The beginning of the output looks like

CAS number       Formula           BHLYP HOMO G0W0 HOMO

1309-48-4        MgO                 -7.474    -7.620
60-29-7          C4OH10              -8.900    -9.874
25681-79-2       Na2                 -4.014    -4.929
593-66-8         C2IH3               -7.972    -9.183
1304-56-9        BeO                 -8.546    -9.607

A json file named gw100G0W0@BHLYP.json is also generated. It conforms to the standard employed by the official GW100 web site.

Finally we can compare with GW100 data sets, which have been mirrored here:

wget http://www.molgw.org/files/G0W0@BH-LYP_HOMO_Tv7.0_def2_TZVPP_cbas.json
wget http://www.molgw.org/files/CCSD\(T\)_HOMO_Cv_def2-TZVPP.json

and compare them with our results

#!/usr/bin/python3

import sys, json
import matplotlib.pyplot as plt

if len(sys.argv) > 2:
    files = sys.argv[1:3]
else:
    print('please specify two json files')
    sys.exit(1)

sets = []
for file in files:
    with open(file, 'r') as stream:
        try:
            sets.append(json.load(stream))
        except:
            print(file + ' is corrupted')
            pass

mol1 = set(sets[0]["data"].keys())
mol2 = set(sets[1]["data"].keys())
e1 = []
e2 = []

for mol in mol1.intersection(mol2):
   e1.append(float(sets[0]["data"][mol]))
   e2.append(float(sets[1]["data"][mol]))
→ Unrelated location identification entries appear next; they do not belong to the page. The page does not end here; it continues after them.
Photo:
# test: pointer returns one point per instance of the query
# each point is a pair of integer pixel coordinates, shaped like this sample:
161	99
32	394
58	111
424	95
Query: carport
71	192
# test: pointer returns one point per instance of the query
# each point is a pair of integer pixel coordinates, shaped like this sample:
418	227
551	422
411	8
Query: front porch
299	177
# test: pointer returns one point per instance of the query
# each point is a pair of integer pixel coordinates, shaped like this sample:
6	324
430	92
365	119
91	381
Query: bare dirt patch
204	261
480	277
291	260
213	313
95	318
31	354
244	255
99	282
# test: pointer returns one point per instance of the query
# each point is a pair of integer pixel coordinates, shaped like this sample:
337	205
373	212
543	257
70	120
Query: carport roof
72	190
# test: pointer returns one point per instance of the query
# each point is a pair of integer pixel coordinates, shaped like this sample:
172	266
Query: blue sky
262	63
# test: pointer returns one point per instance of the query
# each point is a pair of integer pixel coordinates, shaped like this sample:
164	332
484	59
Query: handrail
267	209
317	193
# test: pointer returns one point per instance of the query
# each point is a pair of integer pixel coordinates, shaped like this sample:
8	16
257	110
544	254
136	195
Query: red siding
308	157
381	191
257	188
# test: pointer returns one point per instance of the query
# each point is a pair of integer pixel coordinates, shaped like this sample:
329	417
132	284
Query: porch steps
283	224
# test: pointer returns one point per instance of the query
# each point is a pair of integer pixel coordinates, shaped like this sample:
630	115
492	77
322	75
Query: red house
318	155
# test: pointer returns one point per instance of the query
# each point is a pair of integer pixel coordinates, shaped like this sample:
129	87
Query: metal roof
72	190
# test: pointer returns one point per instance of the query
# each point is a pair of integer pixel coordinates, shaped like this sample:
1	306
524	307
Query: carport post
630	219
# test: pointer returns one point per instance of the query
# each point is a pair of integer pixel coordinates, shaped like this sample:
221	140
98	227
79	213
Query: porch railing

print('{} common molecules found'.format(len(e1)))

xymin=min(e1+e2)
xymax=max(e1+e2)
plt.xlabel(files[0] + ' (eV)')
plt.ylabel(files[1] + ' (eV)')
plt.plot([xymin,xymax],[xymin,xymax],'-',color='black',lw=2.0)
plt.scatter(e1, e2,label='{} molecules'.format(len(e1)))
plt.legend()
plt.tight_layout()
plt.savefig('comp.png',format='png')
plt.show()

The agreement with the implementation in Turbomole 7 is excellent:

TM

The small differences are certainly due the auxiliary basis or to the frozencore approximation used here. The mean absolute error (MAE) is 29 meV.

The agreement with CCSD(T) is good. The worst outlier is the HOMO of SO\(_2\). The mean absolute error (MAE) is about 140 meV.